Wednesday, 09/17/2003 2:47:54 PM

Wednesday, September 17, 2003 2:47:54 PM

Post# of 82595
spook...I told you already, NO. This entire line of discussion started when I posted the paragraph from the Newsletter wherein he states that they wouldn't anticipate generating any more than $1M from a warrants plan, but that if the shares were available, the opportunity exists to generate MUCH more. LOOK AT WHAT YOU VOTED ON. THIS FROM THE PROXY STATEMENT:

The Board believes that the additional shares of common stock resulting from the increase in authorized capital should be available for issuance from time to time as may be required for various purposes, including (a) the issuance of common stock and warrants pursuant to one or more capital-raising transactions, potentially including the Rights Offering described below, (b) the issuance of common stock in connection with financing or acquisition transactions and (c) the issuance or reservation of common stock for stock options and warrants. If no action is taken to increase the authorized common stock, we may be unable to raise capital to continue funding our operations, which will jeopardize our ability to operate as a going concern.
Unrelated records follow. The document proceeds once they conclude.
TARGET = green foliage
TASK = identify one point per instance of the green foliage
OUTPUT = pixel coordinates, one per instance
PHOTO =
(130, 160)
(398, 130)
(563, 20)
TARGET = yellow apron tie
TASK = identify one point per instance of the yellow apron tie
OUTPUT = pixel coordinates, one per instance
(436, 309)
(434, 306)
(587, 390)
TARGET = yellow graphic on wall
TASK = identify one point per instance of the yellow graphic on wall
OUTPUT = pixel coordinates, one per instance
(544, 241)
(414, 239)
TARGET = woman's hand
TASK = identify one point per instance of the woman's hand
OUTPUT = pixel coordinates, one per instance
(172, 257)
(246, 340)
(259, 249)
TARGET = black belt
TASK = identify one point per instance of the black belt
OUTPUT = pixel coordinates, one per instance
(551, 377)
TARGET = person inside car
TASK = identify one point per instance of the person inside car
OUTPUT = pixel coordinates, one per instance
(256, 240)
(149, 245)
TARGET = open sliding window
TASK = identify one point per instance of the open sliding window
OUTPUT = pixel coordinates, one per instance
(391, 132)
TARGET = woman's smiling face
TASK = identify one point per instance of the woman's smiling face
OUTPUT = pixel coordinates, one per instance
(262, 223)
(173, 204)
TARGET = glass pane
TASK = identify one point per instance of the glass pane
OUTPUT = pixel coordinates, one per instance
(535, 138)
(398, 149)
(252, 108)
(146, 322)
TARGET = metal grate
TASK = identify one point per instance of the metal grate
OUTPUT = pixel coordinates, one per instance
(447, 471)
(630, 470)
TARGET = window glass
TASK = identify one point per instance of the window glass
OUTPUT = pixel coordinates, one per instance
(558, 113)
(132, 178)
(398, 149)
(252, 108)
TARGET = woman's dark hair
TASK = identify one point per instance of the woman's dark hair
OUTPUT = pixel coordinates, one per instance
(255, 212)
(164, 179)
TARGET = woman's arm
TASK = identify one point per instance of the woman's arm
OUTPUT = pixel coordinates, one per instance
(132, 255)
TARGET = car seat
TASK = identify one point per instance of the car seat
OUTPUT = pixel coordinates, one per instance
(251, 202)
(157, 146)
On December 12, 2002, the Board of Directors approved, in concept, a proposal to offer to the shareholders of the Company rights to purchase certain securities in the Company (the "Rights Offering"). Management and the Board of Directors believe such an offering will provide shareholders an opportunity to maintain their relative equity ownership percentage in the Company while providing a plan for the Company to fund its future operations. Management expects to spend considerable time and effort to structure the Rights Offering most advantageously. The Company may engage investment bankers or other financial advisors and will obtain appropriate support from its outside legal counsel and accountants. Before undertaking this effort, the Board of Directors seeks approval from the shareholders of the increase in authorized capital necessary for implementation of the Rights Offering.

In general, the Board of Directors anticipates that the Rights Offering will work in the manner described in this paragraph, but the Board of Directors may modify its terms or decide to implement a different capital-raising approach if it determines that such modifications or other approaches are in the best interests of the shareholders. As currently contemplated, the Board of Directors would determine a record date for the Rights Offering. All shareholders of record as of that date would receive one Right for each share of Common Stock they own. Each Right would entitle the eligible shareholder to purchase a Unit consisting of a combination of one or more shares of Common Stock and one or more warrants to purchase additional shares of Common Stock. Shareholders will be under no obligation to exercise their Rights to purchase Units. Any unexercised Rights may, at the Company's option, be either cancelled or offered for sale to third parties.


Let me REPEAT:

but the Board of Directors may modify its terms or decide to implement a different capital-raising approach if it determines that such modifications or other approaches are in the best interests of the shareholders.

IMO, the plan currently in place is much more in my interest than allowing YOU to purchase $0.015 shares that you would have dumped at your first opportunity to profit. Apparently, in the end, the Board came to the same conclusion.

When you can present an argument that describes a warrants plan that would generate $10M, using only 157M shares, and guarantees me that those shares aren't going to be dumped into the market for at least six months, then we have something to discuss. Until then, you will be going "round and round" by yourself...as usual.